Results Of 2326 people mailed, 1256 (54%) responded and 695 (30%) were eligible. After mailing study information to 425 eligible participants, 161 (38%) agreed to participate, 159 (12% of those mailed) returned an accelerometer and were randomised, 7 withdrew, and 136 (86%) returned a follow-up questionnaire. Of those randomised to iPOPP 82% completed week 1 and 2 intervention sessions; 32% had a face-to-face week 2 follow-up; 48% preferred postcard motivational prompts, 10% email, 22% text, and 20% had no preference. Median (IQR) acceptability and credibility scores were: “how logical is treatment?” 8 (3, 9.8), “confidence in treatment success” 5.5 (3, 8), “would recommend treatment to friend” 7 (3.3, 9), and “treatment would be successful for another pain problem” 5 (3, 7.8). 152 participants were mailed a follow-up accelerometer and 144 (95%) were returned. 147 (91%) baseline and 117 (81%) follow-up accelerometers had useable data.

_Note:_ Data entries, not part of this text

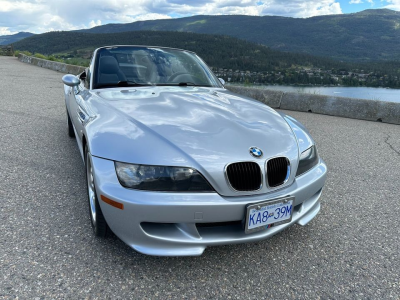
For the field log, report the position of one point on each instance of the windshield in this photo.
(140, 66)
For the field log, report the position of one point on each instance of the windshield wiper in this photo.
(187, 83)
(129, 83)
(120, 84)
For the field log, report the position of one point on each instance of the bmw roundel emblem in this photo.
(256, 152)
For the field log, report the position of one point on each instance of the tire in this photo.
(99, 224)
(71, 132)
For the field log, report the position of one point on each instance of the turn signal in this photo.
(112, 202)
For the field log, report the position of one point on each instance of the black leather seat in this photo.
(109, 70)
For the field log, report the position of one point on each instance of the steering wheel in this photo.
(173, 76)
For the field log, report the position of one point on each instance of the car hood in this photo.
(202, 128)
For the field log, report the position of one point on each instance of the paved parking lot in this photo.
(47, 250)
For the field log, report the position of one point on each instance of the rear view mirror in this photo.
(71, 80)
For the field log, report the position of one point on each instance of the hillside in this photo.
(217, 51)
(9, 39)
(363, 36)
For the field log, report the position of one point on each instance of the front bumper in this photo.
(173, 224)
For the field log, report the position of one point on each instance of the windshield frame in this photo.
(207, 71)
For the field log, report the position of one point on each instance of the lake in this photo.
(382, 94)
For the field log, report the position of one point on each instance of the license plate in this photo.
(263, 215)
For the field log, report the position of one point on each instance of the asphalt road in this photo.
(47, 250)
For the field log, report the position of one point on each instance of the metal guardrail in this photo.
(7, 50)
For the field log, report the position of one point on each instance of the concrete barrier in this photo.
(7, 50)
(371, 110)
(362, 109)
(52, 65)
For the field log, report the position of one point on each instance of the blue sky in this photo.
(39, 16)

Conclusions These data demonstrate the acceptability and credibility of the iPOPP intervention, and the feasibility of proposed trial processes. The effectiveness of iPOPP compared with usual care will be tested in a future main trial.

Acknowledgements Funded by Arthritis Research UK (grant reference 20608). ELH, CJ, and CCG are part funded by the NIHR Collaborations for Leadership in Applied Health Research and Care West Midlands. The views expressed in this paper are those of the author(s) and not necessarily those of the NHS, the NIHR, or the Department of Health.